Ever wanted to combine diving exploration and a love of art? Now, you don't have to only imagine it as Portuguese street artist Vhils has created an artificial art reef made out of giant pieces from power stations no longer in operation.
Have you ever thought an oxygen bottle could be required to enter an art exhibition? Well, it will be a ‘must’ if you want to admire Portugal’s artificial art reef.
Less than two kilometres off Algarve’s coast, divers will be able to explore an underwater museum at a depth of more than ten metres. It will feature 13 sculptures made out of old parts from power stations no longer in operation.
After being decontaminated and decarbonised, the artwork will be coated in live coral to help develop an ecosystem of marine life.
The mastermind behind it all is Alexandre Farto, aka Vhils, a famous Portuguese graffiti and street artist. In 2008, he got his big break when he was invited by Banksy - one of the most recognised names in the street art world - to participate in his exhibition “The Cans Festival” in London.
During that event, the Portuguese artist was photographed working on his piece right next to one of Banksy’s graffiti. He was lucky enough to have that photo featured on the front cover of The Times.

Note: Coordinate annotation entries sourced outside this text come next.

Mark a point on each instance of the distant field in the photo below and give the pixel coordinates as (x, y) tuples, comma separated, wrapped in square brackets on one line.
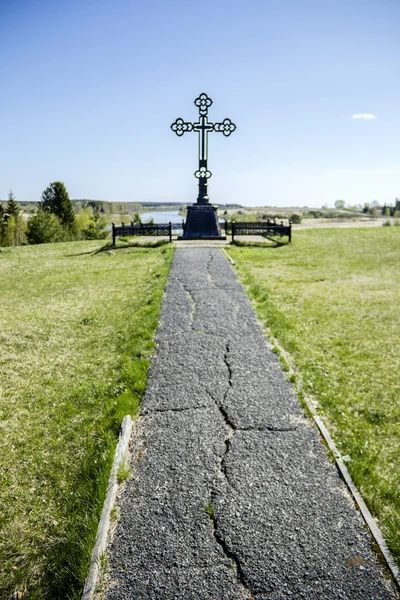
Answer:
[(76, 336), (331, 298)]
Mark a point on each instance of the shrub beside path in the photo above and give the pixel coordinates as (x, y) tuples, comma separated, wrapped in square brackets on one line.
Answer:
[(232, 494)]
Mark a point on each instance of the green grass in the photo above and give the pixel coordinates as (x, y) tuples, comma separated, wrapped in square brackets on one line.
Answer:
[(76, 336), (331, 298)]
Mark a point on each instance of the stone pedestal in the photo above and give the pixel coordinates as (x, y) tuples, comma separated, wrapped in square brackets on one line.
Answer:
[(202, 223)]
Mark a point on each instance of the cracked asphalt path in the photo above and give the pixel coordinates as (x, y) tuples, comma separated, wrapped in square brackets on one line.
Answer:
[(232, 495)]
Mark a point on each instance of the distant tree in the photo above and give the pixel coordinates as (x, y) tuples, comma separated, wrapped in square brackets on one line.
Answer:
[(3, 226), (44, 227), (96, 228), (339, 204), (12, 206), (55, 200)]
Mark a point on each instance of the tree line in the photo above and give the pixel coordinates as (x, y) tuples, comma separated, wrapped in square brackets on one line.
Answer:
[(54, 221)]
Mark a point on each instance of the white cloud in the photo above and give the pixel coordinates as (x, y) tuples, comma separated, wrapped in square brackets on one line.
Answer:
[(365, 116)]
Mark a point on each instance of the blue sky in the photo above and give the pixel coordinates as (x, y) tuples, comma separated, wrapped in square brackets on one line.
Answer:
[(90, 88)]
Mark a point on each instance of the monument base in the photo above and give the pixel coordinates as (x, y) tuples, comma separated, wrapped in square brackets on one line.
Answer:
[(202, 223)]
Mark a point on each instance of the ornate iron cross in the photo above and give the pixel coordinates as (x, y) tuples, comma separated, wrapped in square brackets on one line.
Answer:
[(203, 127)]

The prominence Vhils gained from the festival pushed him into the spotlight both in Portugal and abroad. He has since presented his work in cities all over the world, such as New York, Paris and Beijing.

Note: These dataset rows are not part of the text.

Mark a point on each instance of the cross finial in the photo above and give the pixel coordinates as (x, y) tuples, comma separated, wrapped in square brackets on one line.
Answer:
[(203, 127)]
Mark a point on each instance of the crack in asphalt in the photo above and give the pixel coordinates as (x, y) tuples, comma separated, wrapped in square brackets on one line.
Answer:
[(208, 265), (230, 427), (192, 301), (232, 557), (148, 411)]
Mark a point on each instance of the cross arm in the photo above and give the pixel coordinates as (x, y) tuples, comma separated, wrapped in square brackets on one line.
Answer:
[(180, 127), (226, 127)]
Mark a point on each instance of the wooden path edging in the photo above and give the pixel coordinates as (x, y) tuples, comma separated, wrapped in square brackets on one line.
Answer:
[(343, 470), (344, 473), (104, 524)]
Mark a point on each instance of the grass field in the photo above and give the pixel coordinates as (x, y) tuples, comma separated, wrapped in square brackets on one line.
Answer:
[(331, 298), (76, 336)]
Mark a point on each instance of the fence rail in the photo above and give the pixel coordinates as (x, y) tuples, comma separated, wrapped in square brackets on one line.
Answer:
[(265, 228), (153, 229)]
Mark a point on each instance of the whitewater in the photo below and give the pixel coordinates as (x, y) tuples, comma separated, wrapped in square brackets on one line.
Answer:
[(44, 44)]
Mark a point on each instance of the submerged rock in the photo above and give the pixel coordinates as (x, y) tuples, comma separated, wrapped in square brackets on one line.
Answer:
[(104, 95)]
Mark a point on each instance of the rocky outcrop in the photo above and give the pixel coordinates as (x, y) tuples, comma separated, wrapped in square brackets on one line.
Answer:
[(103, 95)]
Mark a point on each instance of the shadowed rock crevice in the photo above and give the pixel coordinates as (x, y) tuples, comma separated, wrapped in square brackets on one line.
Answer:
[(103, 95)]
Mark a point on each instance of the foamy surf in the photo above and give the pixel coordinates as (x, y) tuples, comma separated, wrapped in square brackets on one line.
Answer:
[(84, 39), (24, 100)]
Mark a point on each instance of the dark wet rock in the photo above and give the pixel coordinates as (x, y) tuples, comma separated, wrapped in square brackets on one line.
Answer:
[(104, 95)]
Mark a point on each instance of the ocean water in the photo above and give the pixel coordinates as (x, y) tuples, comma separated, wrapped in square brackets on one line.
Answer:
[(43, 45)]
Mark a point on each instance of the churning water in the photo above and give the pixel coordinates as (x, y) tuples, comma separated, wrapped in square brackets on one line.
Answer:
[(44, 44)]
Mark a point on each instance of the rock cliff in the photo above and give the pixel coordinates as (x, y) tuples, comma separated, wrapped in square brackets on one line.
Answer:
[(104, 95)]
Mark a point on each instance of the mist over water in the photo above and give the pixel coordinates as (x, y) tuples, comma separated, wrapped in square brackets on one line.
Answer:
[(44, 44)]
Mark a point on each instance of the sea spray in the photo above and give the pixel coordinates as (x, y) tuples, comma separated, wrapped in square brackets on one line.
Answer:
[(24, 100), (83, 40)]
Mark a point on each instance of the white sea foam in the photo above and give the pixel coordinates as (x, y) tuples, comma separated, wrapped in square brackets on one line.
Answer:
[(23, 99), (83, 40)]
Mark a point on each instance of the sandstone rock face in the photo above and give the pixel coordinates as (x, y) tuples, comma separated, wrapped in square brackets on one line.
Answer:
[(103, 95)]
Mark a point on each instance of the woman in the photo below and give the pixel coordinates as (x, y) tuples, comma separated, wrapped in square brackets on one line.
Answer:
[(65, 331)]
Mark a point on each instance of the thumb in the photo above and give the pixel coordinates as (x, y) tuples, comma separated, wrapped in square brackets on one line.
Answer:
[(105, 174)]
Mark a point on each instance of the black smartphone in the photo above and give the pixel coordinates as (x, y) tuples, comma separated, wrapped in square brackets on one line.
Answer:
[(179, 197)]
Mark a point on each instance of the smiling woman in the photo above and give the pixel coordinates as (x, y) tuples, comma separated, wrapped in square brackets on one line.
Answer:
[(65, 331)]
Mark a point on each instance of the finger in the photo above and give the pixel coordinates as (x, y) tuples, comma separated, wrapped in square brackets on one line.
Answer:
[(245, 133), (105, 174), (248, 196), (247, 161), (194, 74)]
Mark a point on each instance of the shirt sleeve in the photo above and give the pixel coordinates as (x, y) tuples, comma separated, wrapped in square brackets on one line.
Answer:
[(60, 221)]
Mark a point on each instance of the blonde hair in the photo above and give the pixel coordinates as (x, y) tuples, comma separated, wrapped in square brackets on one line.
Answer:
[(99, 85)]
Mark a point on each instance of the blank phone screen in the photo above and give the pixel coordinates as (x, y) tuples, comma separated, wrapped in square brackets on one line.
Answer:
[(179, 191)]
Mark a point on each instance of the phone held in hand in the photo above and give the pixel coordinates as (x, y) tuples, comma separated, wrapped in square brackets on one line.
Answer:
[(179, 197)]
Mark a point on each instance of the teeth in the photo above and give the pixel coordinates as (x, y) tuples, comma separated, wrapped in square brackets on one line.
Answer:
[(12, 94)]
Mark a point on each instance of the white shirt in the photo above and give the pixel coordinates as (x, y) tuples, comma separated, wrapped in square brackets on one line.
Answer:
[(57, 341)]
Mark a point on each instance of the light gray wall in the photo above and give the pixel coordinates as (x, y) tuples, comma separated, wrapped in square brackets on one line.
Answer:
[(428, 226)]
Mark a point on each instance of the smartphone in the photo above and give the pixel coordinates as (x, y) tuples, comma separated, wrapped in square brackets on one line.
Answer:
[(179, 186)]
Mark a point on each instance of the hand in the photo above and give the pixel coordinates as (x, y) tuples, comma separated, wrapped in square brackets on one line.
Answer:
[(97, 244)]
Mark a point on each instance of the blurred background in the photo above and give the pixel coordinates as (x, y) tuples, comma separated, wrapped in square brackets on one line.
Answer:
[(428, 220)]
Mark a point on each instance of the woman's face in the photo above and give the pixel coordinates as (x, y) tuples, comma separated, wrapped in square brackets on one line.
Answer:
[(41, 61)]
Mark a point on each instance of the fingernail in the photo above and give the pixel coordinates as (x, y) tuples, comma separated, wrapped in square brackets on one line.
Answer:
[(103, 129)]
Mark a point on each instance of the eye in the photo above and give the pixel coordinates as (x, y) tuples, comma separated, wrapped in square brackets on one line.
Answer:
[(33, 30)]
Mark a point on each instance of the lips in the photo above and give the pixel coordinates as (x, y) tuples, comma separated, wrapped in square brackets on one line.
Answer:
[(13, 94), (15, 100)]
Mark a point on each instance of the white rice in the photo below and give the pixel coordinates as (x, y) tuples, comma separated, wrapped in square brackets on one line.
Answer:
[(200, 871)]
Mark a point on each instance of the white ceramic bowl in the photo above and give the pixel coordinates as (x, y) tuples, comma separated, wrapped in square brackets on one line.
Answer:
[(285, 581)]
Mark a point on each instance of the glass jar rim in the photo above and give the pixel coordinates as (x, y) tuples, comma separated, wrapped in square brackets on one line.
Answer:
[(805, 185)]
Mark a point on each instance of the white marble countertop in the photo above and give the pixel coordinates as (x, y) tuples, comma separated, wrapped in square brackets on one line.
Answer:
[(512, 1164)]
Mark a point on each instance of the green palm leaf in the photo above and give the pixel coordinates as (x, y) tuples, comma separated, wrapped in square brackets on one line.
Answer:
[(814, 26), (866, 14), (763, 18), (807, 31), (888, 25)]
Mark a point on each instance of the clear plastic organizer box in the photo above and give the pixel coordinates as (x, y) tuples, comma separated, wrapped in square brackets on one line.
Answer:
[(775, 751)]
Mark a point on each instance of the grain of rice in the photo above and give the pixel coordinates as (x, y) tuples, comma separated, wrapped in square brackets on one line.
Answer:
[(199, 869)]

The artificial art reef will be his most expensive and complex project so far. The whole process started in early 2021 and involved around 200 people.
Vhils’ major concern about the project has been to guarantee it remains environmentally friendly. Research and studies were conducted to decide the best location to submerge the artworks. In addition, the University of Algarve will analyse and monitor the sculptures over the next years, to make sure they serve their final purpose: to become artificial coral.
The raw materials are giant industrial pieces - such as a coal mill - from deactivated power stations previously operated by the Portuguese energy company EDP.
In order to reach an audience wider than just divers, some sculptures of the “EDP Art Reef” are on display at the company’s headquarters in Lisbon until April 15th.
The organisers of the underwater museum hope to begin placing the artwork on the seabed at the end of October. However, the exhibition will only be open to visitors from June 2024 - a date that will depend on sea conditions.